Cardinal Timothy Dolan of New York today said President Barack Obama's support of same-sex marriage is "deeply saddening" but not unexpected.
"Unfortunately, President Obama’s words today are not surprising since they follow upon various actions already taken by his Administration that erode or ignore the unique meaning of marriage," Dolan said in a written statement.
Dolan serves as the president of the U.S. Conference of Catholic Bishops.
Obama told an ABC News reporter today that he supported the redefinition of marriage.
“I’ve just concluded that for me personally it is important for me to go ahead and affirm that I think same-sex couples should be able to get married,”Obama said in an interview with ABC News’s Robin Roberts.
Obama's statement comes after Vice President Joe Biden on Sunday said he is "absolutely comfortable" with same-sex marriage, and Education Secretary Arne Duncan on Monday confirmed he also supports gay marriage.
Obama in February 2011 ordered the Justice Department to no longer defend the Defense of Marriage Act, which defines marriage as between one man and one woman. Later that year in September, the U.S. military ended its "don't ask, don't tell" policy.
Dolan noted he and the other U.S. bishops cannot stand by while a key societal principle is torn down.
"… We cannot be silent in the face of words or actions that would undermine the institution of marriage, the very cornerstone of our society.

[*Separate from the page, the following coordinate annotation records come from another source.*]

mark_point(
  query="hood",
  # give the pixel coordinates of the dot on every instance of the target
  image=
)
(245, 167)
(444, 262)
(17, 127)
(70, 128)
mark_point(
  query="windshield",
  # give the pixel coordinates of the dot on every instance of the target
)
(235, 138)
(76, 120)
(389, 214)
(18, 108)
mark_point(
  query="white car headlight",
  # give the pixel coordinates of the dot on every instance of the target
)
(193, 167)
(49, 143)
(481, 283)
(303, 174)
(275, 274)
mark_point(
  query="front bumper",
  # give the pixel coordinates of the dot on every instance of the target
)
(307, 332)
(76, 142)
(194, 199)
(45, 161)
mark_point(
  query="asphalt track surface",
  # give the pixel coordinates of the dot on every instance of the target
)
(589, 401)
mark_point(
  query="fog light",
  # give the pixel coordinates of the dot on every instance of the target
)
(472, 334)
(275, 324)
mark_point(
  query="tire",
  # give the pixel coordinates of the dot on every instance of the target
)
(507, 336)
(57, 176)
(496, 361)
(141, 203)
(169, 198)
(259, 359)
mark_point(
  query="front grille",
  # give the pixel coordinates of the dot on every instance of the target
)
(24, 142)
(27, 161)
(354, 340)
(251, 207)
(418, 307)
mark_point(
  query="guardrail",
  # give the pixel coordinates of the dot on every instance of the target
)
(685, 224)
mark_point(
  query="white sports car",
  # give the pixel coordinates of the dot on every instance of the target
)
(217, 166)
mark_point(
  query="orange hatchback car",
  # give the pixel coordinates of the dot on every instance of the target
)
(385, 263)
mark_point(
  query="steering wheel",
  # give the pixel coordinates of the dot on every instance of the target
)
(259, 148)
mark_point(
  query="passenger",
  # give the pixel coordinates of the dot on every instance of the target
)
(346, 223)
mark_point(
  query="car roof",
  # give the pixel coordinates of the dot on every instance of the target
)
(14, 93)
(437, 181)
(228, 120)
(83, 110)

The people of this country, especially our children, deserve better," Dolan said.
Cardinal Francis George of Chicago told the Chicago Sun-Times Obama's statement veers from Church teaching.
"The Catholic Church teaches what she has received from the Lord," he told the Sun-Times. "Faithful Catholics hold that natural marriage is constituted in a relationship between a man and a woman whose mutual love is shared for life and for the sake of the family."
Bishop R. Daniel Conlon of Joliet later weighed in, issuing a statement in which he criticized Obama's use of the Golden Rule as stated in the Bible, saying, "the president justifies his position on marriage with an oversimplified interpretation of one verse of the New Testament, while ignoring the rest of the Bible on the subject of marriage, as well as three millennia of Judeo-Christian tradition."